Era la fine di settembre 2003 quando approdai a Londra per rimanerci in pianta stabile (non avevo idea se si trattasse di un trimestre o più a lungo, certo non immaginavo tutti questi anni). Avevo un’idea astratta dell’autunno londinese, me lo immaginavo tutta nebbia e umidità.
Invece, mi ritrovai a vivere una stagione dorata, graziata dalle giornate di sole dell’Indian Summer e dalle bellissime cromie delle foglie, in procinto di cadere.
Era l’inverno che non conoscevo ancora, con le sue albe ritardatarie, la luce elettrica alle 8 di mattina, il buio che ti piombava addosso alle 16, le occasionali spolverate di neve, il vento gelido.
Fu proprio in quel primissimo inverno, davvero grigio, che un sole artificioso e artificiale rischiarò il mio tempo libero.
Alla Tate Modern, nella Turbine Hall, l’artista Olafur Eliasson aveva installato The Weather Project. Il concetto era semplice: un semicerchio di luce, riflesso in uno specchio, e un po’ di foschia per ammorbidire lo spazio.
La sala si trasformava in un palcoscenico, dove la gente si fermava a guardare, si sdraiava sul pavimento, si metteva a fare yoga. Era solo uno specchio e un semicerchio di luce, ma per noi quello era un sole, un disco di luce amica, perennemente al tramonto, che rischiarava le nostre giornate buie.

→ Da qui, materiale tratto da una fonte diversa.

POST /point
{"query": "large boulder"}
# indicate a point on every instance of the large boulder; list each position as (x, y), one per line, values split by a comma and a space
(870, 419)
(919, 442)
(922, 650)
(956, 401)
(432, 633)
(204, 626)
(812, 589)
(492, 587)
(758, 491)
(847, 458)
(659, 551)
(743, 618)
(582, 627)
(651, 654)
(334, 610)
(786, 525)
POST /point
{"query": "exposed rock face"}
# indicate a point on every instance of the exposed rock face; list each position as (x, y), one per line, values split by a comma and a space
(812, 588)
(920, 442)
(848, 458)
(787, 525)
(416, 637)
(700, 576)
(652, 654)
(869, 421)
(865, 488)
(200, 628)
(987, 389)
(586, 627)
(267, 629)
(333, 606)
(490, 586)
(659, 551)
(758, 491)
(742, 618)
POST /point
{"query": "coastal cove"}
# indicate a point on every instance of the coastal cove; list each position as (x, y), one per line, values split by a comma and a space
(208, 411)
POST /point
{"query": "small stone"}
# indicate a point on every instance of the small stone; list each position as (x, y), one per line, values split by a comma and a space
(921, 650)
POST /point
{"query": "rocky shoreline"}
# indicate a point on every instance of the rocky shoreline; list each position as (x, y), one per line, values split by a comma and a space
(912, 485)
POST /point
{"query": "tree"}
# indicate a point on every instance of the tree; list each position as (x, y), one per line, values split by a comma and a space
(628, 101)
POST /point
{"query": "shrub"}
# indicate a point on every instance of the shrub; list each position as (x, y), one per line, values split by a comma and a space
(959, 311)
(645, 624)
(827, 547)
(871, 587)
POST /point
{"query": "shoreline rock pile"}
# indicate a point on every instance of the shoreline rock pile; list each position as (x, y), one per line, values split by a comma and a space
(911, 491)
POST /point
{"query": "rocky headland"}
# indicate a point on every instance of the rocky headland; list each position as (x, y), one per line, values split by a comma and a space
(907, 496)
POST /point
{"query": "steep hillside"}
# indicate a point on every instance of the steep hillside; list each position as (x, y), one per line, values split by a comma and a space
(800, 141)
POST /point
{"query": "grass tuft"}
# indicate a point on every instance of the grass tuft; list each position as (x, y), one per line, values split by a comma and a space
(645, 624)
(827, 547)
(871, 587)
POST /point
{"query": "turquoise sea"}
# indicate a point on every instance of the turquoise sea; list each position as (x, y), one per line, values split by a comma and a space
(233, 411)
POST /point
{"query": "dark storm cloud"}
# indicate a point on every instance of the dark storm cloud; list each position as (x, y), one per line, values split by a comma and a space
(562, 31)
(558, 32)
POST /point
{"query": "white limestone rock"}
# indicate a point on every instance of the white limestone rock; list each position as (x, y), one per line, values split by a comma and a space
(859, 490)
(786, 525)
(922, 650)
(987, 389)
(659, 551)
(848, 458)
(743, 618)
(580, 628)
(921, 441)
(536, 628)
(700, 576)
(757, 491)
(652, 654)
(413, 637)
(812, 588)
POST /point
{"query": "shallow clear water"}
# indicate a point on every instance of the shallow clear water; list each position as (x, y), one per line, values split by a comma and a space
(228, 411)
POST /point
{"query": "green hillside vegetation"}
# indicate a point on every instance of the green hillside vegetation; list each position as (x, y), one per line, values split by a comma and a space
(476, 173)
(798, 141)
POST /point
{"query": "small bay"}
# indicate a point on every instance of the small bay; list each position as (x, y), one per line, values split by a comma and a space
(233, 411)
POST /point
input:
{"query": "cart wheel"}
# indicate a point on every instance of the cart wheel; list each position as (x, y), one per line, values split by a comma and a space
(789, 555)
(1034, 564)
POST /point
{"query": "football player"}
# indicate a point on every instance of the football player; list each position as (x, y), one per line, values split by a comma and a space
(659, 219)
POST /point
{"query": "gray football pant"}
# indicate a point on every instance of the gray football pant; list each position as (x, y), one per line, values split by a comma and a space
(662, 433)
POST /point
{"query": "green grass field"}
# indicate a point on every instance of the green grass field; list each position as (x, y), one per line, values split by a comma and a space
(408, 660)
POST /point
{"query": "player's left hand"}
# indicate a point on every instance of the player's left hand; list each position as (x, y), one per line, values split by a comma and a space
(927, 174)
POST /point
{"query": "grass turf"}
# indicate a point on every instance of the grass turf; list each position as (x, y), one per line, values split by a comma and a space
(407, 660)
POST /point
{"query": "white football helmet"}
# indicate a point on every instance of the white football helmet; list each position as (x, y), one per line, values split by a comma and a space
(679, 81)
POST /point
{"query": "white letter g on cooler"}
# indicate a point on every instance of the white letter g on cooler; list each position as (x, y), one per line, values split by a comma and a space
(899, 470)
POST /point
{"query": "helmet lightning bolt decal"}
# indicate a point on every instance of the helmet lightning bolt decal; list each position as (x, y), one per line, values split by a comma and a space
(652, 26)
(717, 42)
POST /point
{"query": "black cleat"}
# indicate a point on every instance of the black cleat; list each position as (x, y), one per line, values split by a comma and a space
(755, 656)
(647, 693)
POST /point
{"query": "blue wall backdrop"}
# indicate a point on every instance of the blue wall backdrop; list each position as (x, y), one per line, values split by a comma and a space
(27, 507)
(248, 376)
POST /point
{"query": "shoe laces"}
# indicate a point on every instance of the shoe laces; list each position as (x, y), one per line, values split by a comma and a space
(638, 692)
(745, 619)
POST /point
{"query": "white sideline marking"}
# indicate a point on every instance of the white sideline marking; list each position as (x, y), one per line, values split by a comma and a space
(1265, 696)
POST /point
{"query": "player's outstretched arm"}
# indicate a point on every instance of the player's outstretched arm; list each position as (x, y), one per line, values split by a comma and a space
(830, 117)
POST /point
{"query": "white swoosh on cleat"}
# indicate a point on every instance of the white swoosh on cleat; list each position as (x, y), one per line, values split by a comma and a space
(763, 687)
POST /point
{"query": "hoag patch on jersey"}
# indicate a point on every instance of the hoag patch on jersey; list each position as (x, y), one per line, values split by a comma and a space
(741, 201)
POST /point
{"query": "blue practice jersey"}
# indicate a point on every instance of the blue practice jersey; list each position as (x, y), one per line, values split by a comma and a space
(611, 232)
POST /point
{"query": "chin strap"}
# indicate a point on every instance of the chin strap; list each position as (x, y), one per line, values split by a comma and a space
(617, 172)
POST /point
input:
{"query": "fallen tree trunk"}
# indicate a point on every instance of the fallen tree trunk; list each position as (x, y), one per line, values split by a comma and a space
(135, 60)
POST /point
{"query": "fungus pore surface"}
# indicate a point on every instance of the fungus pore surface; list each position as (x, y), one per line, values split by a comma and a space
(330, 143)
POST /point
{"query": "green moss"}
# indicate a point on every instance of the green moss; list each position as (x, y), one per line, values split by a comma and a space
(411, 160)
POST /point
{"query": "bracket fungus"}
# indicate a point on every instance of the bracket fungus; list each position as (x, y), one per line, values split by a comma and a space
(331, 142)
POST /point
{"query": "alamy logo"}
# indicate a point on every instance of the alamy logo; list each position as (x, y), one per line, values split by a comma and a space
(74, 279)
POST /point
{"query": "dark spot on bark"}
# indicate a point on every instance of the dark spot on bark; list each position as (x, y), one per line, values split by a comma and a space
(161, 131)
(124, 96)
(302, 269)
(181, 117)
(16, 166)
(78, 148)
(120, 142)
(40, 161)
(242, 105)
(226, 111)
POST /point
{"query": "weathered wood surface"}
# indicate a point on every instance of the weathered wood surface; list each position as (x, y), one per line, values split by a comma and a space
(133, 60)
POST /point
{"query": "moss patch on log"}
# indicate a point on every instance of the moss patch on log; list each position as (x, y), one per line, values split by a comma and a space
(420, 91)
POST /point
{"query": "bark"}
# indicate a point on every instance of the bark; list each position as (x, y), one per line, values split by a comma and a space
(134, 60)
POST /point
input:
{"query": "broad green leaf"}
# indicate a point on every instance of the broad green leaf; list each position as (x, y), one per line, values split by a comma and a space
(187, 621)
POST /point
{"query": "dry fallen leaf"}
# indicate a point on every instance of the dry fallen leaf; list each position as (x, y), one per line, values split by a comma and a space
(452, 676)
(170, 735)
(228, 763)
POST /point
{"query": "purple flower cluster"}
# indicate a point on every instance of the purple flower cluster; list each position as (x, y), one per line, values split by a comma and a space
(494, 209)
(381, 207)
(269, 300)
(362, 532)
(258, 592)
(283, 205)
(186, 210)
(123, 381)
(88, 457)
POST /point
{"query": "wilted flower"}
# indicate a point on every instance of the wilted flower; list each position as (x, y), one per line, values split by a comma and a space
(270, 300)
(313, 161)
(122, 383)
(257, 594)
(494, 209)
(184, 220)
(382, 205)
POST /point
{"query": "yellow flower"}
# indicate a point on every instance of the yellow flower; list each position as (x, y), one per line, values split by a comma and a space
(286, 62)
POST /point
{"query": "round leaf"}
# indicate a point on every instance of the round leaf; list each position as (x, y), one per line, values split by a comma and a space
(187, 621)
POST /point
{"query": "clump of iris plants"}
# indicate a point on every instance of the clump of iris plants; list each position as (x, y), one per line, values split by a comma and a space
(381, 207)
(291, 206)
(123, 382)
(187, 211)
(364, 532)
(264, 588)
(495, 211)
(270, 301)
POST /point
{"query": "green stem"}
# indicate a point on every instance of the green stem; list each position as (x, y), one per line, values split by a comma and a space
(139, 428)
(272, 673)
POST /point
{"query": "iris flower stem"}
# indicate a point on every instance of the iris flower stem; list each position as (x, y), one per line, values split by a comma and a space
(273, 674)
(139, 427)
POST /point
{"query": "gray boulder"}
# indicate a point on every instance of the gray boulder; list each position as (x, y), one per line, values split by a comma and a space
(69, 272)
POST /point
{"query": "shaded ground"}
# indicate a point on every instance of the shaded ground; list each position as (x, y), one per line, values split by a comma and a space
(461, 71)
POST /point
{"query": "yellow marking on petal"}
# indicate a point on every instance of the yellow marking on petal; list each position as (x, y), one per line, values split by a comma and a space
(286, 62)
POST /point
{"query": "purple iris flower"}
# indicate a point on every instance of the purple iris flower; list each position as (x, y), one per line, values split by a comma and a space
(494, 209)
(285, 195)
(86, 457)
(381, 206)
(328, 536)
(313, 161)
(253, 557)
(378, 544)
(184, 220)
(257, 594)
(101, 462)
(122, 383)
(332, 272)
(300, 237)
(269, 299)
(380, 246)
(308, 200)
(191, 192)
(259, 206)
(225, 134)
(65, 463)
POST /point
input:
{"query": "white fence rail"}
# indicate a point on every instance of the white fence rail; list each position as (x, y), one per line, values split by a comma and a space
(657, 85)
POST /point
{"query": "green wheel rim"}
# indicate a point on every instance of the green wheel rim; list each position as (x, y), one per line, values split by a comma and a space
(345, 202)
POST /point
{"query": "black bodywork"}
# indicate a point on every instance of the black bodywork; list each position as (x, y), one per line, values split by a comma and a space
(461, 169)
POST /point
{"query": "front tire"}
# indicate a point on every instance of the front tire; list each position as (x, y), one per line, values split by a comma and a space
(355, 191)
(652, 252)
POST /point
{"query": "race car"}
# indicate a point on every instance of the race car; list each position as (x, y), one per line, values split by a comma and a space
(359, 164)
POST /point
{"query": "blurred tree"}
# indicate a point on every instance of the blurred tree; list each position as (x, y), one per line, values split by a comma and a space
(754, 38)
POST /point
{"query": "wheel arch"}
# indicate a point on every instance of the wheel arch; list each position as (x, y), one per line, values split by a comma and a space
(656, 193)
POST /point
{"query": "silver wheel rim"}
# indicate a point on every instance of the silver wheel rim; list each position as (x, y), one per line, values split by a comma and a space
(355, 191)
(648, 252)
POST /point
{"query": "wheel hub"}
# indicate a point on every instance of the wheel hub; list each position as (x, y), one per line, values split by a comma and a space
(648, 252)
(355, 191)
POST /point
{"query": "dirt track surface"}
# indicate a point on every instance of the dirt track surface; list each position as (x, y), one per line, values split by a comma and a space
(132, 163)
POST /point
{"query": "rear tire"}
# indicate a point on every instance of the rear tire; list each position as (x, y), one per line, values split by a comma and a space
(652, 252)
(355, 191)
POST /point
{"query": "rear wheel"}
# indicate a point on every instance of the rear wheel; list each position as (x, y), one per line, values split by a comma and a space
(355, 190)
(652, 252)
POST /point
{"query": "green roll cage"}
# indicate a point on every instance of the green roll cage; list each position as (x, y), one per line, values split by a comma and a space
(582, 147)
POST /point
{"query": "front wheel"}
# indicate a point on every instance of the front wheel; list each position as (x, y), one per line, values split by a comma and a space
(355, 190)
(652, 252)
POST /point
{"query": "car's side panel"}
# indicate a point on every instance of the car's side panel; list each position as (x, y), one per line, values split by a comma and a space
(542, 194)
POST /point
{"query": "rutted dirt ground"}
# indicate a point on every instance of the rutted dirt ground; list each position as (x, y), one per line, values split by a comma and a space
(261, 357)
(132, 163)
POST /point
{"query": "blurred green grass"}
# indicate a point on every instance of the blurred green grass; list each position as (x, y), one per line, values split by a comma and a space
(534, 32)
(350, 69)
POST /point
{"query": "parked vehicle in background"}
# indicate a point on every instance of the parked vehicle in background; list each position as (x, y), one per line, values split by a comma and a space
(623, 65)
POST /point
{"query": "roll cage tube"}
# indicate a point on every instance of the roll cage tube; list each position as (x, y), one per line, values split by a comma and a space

L’installazione non è mai più stata ripetuta, sembra che i materiali giacciano in varie scatole, nella cantina dell’artista danese-islandese, che, nel frattempo, ha creato altre situazioni, installato altre meraviglie.
La più recente, proprio lo scorso autunno, si intitolava Ice Watch.
Eliasson, in collaborazione con il geologo Minik Rosing, aveva estratto 30 blocchi di ghiaccio dalla Groenlandia e li aveva piazzati in vari spazi pubblici, da Copenhagen a Parigi, fino a Londra (alcuni davanti alla Tate Modern, altri di fronte al quartier generale di Bloomberg, nella City), per lasciarli sciogliere e sottolineare così la necessità urgente di agire contro i cambiamenti climatici.
Ora, le affascinanti installazioni di Olafur Eliasson sono protagoniste di una retrospettiva alla Tate Modern. Di queste opere, solo una era stata già presentata nel Regno Unito (Room for One Colour), le altre, invece, sono inedite e introducono i visitatori alla riproduzione di fenomeni naturali oppure utilizzano riflessi e ombre per alterare la percezione e la relazione con lo spazio.
In Real Life è una mostra immersiva, piena di meraviglie: piove con il sole, una candela brucia da ambo i lati, una macchina produce ombre, una parete è interamente coperta di muschio, l’arcobaleno nasce in una stanza, si può entrare in un caleidoscopio, assistere alle danze eteree di un ectoplasma.
La mostra inizia e termina con i progetti e le diverse attività in cui Eliasson è impegnato, dallo studio di forme naturali, alle imprese sociali e ai progetti con rifugiati, fino alle idee più innovative in architettura e le indagini concettuali su un’esperienza quotidiana come quella di preparare il cibo.
Al piano terra della Turbine Hall ci si diverte a costruire città immaginarie, fatte di lego bianco, mentre, fuori dalla Tate, una cascata d’acqua sgorga chiassosa da una struttura metallica di 11 metri (Waterfall-2019).
Quella di Eliasson è una visione teatrale ed estraniante del mondo, di cui tutti facciamo parte e condividiamo le sorti.
Piccoli miracoli da gustare, come un sole straordinario, nel buio opprimente dell’inverno.